Proving that the second derivative of a convex function is nonnegative
Given $f$ is a continuous and using the results from this answer, $f$ can be proven to satisfy: $f(\lambda x_1 + (1-\lambda)x_2) \leq \lambda f(x_1) + (1-\lambda)f(x_2)\ \forall \ \lambda \in [0,1]$
Now, by using Taylor's expansion, $f''(x)$ can be written as: $$ f''(x) = \lim_{h \rightarrow 0} \frac{f(x+h)+f(x-h)-2f(x)}{h^2} $$
$f(\frac{1}{2}(x+h) + \frac{1}{2}(x-h)) \leq \frac{1}{2}f(x+h) + \frac{1}{2}f(x-h) \implies 2f(x) \leq f(x+h)+f(x-h)$ or $f(x+h)+f(x-h)-2f(x) \geq 0$.
Since $h^2 \geq 0$ and $f$ being twice differentiable, $f''(x) \geq 0$ follows.
Here's how I ended up solving it. I made reference to this answer for the general principle, and this answer for the part about proving slopes of lines.
Let $m = \frac{a+b}{2}$. Suppose we draw a line (on a two-dimensional Cartesian grid) from $(a,f(a))$ to $(b,f(b))$. Then the point $(m,f(m))$ lies on or below this line because $f$ is midpoint convex: the height of the line at $m$ is given $\frac{f(a)+f(b)}{2}$, which is $ \geq f(m)$ by definition.
Since $(m,f(m))$ lies on or below this line, it follows that the slope of the line from $(a,f(a))$ to $(m,f(m))$ is less than or equal to the slope of the line from $(m,f(m))$ to $(b,f(b))$. We briefly show this:
We want to show that $\frac{f(b)-f(m)}{b-m} \geq \frac{f(m)-f(a)}{m-a}$. Remark that $b-m = \frac{b-a}{2} = m - a$, so the inequality simplifies to $f(b)-f(m) \geq f(m)-f(a)$, which is true since $f(m) \leq \frac{f(m)+f(a)}{2}$.
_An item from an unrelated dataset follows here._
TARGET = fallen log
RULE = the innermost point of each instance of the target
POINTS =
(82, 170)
Having shown that the slope of $((a,f(a)),(m,(f(m))$ is less than or equal to the slope of $((m,f(m)),(b,(f(b))$, we apply the MVT to both of these two lines: $$\exists c \in (a,m) \text{ s.t. } \frac{f(m)-f(a)}{m-a} = f'(c)$$ $$\exists d \in (m,b) \text{ s.t. } \frac{f(b)-f(m)}{b-m} = f'(d)$$ And knowing that the slope of the line joining $((a,f(a)),(m,f(m)))$ is less than or equal to that of the slope of the line joining $((m,f(m)),(b,f(b)))$, we have that $f'(c) \leq f'(d)$. We then apply the MVT once more:
$$\exists z \in (c,d) \text{ s.t. } \frac{f'(d)-f'(c)}{d-c} = f''(z)$$
So $f'(d)-f'(c) = f''(z)(d-c)$. We know that $f'(d) \geq f'(c)$, so $f'(d)-f'(c) \geq 0$. We also know that $d-c > 0$ because $c \in (a,m)$ and $d \in (m,b)$, where $a < b$. So our statement reduces to this inequality: $$f''(z) \geq 0$$ As desired.
I would set up a proof by contradiction. Assuming a single point where $f''(x) < 0$, you can use the continuity of $f''(x)$ to find an interval $[a,b]$, where $f''(x) < 0$ throughout. The intuition is then clear, in the sense that if you draw a concave down segment, then any secant line lies below your curve. I will leave it to you to fill in the details from there.